Le rapport Mathiot arrive sur le bureau du ministre

Réforme Blanquer : vers le Bac « local » et le lycée à deux vitesses

Le rapport de l’ex-directeur de Sciences Po Lille, Pierre Mathiot vient de rendre sa copie sur la future réforme du lycée et du baccalauréat au ministre de l’Education Nationale, Jean-Michel Blanquer. Un dossier délicat pour le ministre qui s’attelle au même moment à la mise en place de la sélection à l’université, de plus en plus contestée. Dans le rapport, deux axes : la refonte du lycée et la disparition des filières ES, L, S dès la rentrée 2019… et l’introduction du contrôle continu dans l’examen du bac ouvrant la voie à un « bac local » en 2021.

Illustration : Olivier Long

Le lycée modulaire du rapport Mathiot : une spécialisation toujours plus précoce

Comme on pouvait s’y attendre, les recommandations du rapport Mathiot porte d’abord sur la disparition des filières générales S, ES, L. Mais pas sur la distinction entre voies générales, technologiques et professionnelles, ce qui porte déjà une première atteinte à l’argument invoqué par le gouvernement d’une réforme qui permettre un plus grand « libre choix » pour les élèves.

En effet, le rapport préconise que les enseignements du lycée se déclinent par un tronc commun comprenant 5 matières : 15 heures par semaine de mathématiques, EPS, histoire-géographie, LV1, LV2 et français en 2nde et en 1ère ; 12 heures par semaine de mathématiques, EPS, histoire-géographie, LV1, LV2 et philosophie en Terminale.
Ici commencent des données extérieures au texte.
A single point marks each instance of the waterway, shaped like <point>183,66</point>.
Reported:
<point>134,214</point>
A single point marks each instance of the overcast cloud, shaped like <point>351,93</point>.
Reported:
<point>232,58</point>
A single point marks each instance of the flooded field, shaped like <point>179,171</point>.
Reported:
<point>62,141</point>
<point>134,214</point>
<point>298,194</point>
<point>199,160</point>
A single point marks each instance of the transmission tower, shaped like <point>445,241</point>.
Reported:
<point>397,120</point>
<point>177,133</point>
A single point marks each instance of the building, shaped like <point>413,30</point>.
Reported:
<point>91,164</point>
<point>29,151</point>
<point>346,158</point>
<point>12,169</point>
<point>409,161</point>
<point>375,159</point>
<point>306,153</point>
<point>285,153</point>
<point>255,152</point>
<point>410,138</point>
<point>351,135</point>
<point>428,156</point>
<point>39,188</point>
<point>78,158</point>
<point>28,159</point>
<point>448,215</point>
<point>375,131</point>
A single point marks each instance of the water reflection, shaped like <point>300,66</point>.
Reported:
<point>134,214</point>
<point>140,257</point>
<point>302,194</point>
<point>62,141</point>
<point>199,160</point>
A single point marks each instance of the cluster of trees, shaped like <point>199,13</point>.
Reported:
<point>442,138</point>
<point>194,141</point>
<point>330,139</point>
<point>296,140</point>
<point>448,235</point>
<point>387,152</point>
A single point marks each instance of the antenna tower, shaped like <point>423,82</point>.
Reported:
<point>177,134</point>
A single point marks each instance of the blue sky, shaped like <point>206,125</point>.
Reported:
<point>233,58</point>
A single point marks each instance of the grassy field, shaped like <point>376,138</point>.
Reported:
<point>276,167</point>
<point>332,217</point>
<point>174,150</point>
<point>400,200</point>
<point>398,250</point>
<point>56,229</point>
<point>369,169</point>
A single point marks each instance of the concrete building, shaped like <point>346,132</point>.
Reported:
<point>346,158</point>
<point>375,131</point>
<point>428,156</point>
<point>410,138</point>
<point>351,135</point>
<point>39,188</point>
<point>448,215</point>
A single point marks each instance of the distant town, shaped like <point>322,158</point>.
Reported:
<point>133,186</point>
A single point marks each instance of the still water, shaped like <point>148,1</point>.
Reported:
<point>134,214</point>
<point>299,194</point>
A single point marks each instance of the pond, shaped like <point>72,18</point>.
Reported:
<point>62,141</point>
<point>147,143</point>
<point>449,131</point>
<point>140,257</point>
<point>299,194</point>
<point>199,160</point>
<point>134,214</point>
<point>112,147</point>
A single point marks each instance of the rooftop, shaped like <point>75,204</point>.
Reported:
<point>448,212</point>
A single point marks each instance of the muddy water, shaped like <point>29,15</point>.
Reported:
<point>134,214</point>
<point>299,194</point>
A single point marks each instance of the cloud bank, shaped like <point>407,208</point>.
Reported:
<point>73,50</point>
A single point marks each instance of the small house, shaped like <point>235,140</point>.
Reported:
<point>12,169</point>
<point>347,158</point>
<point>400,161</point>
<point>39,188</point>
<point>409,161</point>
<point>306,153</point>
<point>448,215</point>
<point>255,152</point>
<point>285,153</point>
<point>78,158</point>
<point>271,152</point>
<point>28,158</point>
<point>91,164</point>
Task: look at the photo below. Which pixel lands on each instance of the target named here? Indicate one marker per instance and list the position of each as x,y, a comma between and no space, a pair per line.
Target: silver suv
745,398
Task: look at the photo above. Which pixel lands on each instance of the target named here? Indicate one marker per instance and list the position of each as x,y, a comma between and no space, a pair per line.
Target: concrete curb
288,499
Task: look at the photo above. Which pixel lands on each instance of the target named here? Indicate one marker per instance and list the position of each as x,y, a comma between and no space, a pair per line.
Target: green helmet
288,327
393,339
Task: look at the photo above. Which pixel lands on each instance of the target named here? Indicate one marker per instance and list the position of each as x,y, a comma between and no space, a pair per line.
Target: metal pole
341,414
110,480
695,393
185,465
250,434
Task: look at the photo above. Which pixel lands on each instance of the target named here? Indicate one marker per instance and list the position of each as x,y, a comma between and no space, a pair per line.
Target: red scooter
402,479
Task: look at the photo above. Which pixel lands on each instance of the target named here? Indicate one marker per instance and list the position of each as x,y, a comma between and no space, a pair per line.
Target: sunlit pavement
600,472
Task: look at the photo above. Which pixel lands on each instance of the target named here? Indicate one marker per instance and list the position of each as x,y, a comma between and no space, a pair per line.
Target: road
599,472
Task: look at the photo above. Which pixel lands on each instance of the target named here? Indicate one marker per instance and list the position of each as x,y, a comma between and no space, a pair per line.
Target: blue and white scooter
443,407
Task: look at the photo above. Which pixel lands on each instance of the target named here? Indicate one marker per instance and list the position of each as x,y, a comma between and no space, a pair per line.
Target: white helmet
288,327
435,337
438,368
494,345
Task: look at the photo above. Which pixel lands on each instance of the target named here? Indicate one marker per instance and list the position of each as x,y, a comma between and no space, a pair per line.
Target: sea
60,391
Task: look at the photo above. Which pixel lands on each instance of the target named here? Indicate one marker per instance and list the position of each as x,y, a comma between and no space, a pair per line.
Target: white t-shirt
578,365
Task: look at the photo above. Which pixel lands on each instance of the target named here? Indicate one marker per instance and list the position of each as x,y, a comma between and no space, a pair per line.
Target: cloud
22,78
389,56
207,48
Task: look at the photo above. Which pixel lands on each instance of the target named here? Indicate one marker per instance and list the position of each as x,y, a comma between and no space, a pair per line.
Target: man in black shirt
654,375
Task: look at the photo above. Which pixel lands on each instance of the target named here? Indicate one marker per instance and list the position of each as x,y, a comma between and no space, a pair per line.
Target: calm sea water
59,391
Le reste des heures d’enseignement feraient l’objet d’un choix entre des couples de disciplines « majeures » et deux disciplines « mineures ». Concernant les « majeures », neuf combinaisons ont été avancées par le rapport – maths/informatique, maths/physique-chimie, maths/SVT, Sciences de l’ingénieur/physique-chimie, maths/SES, SES/histoire-géo, lettres-langues, lettres-philosophie, lettres-arts – mais celui-ci laisse la possibilité ouverte pour chaque établissement de proposer ses propres combinaisons. Une porte ouverte à la concurrence et à la spécialisation entre les lycées.

La réforme du lycée prévoit le passage de la trimestrialisation à la semestrialisation de l’année. Dès le deuxième semestre, les élèves de seconde devront choisir des enseignements de spécialités, avec un renforcement plus précoce de la spécialisation des élèves et des choix d’orientation à faire, de plus en plus tôt. « L’élève pour qui Blanquer conçoit ce lycée n’existe pas » disait Claire Guéville du Snes-FSU lors du meeting contre la sélection à l’université et la réforme du bac le 20 janvier 2018.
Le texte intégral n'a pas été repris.